Here we present an ultrafast method, named BSSF(Binding Site Similarity & Function), which enables researchers to conduct similarity searches in a comprehensive three-dimensional binding site database extracted from PDB structures. This method utilizes a fingerprint representation of the binding site and a validated statistical Z-score function scheme to judge the similarity between the query and database items, even if their similarities are only constrained in a sub-pocket. This fingerprint based similarity measurement was also validated on a known binding site dataset by comparing with geometric hashing, which is a standard 3D similarity method. The comparison clearly demonstrated the utility of this ultrafast method. After conducting the database searching, the hit list is further analyzed to provide basic statistical information about the occurrences of Gene Ontology terms and Enzyme Commission numbers, which may benefit researchers by helping them to design further experiments to study the query proteins.
This ultrafast web-based system will not only help researchers interested in drug design and structural genomics to identify similar binding sites, but also assist them by providing further analysis of hit list from database searching.

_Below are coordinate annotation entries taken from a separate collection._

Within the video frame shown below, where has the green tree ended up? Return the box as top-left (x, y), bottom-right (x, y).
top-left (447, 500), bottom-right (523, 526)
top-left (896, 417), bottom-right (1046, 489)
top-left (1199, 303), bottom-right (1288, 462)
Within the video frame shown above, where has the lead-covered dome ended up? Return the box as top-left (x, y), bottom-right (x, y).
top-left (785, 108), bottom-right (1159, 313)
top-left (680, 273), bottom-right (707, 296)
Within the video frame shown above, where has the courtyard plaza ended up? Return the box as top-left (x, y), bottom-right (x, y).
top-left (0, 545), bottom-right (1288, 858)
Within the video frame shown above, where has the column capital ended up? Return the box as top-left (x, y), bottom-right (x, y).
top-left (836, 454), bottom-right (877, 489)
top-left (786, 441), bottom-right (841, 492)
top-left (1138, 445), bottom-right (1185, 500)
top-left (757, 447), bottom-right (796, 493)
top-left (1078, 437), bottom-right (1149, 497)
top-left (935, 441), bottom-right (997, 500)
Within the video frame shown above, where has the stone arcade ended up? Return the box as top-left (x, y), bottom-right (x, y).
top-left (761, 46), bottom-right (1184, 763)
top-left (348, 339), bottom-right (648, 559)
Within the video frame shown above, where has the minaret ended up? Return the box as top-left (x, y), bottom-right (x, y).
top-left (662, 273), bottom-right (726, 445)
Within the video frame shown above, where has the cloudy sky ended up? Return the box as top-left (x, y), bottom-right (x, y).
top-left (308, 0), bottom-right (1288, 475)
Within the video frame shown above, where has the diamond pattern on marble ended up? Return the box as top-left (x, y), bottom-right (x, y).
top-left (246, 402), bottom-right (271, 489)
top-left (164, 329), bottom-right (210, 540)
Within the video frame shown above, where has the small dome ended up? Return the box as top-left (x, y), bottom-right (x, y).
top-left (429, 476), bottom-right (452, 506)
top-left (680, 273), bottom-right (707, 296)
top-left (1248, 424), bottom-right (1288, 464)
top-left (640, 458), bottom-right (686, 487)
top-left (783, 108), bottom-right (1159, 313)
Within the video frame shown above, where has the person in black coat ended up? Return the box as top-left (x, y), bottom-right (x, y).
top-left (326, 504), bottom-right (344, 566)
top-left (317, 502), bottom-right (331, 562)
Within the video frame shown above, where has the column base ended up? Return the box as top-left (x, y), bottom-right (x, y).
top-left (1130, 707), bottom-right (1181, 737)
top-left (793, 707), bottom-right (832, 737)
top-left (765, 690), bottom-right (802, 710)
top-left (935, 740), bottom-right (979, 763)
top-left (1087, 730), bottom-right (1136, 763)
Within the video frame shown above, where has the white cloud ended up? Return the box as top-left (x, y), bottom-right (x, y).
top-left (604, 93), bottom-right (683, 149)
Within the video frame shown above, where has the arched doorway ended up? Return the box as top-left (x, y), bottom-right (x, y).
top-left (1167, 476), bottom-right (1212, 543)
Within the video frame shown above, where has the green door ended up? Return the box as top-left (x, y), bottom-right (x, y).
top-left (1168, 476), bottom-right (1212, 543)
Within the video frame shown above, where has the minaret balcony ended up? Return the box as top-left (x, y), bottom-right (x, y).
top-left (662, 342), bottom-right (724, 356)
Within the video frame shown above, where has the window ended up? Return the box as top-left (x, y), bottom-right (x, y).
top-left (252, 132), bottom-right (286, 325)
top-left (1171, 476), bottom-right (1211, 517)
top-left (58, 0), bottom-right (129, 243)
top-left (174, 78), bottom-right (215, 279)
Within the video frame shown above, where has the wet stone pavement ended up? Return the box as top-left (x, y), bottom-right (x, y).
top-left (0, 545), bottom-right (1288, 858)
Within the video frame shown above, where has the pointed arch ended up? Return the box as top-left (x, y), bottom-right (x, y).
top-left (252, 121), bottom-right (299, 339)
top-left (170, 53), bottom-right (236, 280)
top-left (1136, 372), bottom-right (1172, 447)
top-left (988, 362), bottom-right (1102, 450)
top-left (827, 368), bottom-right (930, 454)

基因组测序和结构基因组学等后基因组学项目正在拓展基因及其产物的序列-结构-功能关系研究的前沿。尽管已经设计了许多基于序列/结构的方法,旨在破解这个微妙的关系,但在这个基本问题上仍然存在很大的差距,这不断促使研究人员开发新的方法,从序列和结构中提取相关信息,并通过基因组学技术推断新鉴定基因的功能。
在这里,我们提出了一种超快的方法,称为 BSSF(结合位点相似性和功能),它使研究人员能够在从 PDB 结构中提取的全面的三维结合位点数据库中进行相似性搜索。该方法利用结合位点的指纹表示和经过验证的统计 Z 分数函数方案来判断查询和数据库项之间的相似性,即使它们的相似性仅局限于子口袋中。这种基于指纹的相似性测量方法也通过与几何哈希(一种标准的 3D 相似性方法)进行比较,在已知的结合位点数据集上进行了验证。比较清楚地证明了这种超快方法的实用性。在进行数据库搜索后,进一步分析命中列表,提供关于基因本体论术语和酶委员会编号出现的基本统计信息,这可能有助于研究人员通过帮助他们设计进一步的实验来研究查询蛋白质。
这个超快的基于网络的系统不仅将帮助对药物设计和结构基因组学感兴趣的研究人员识别相似的结合位点,还可以通过对数据库搜索命中列表进行进一步分析来为他们提供帮助。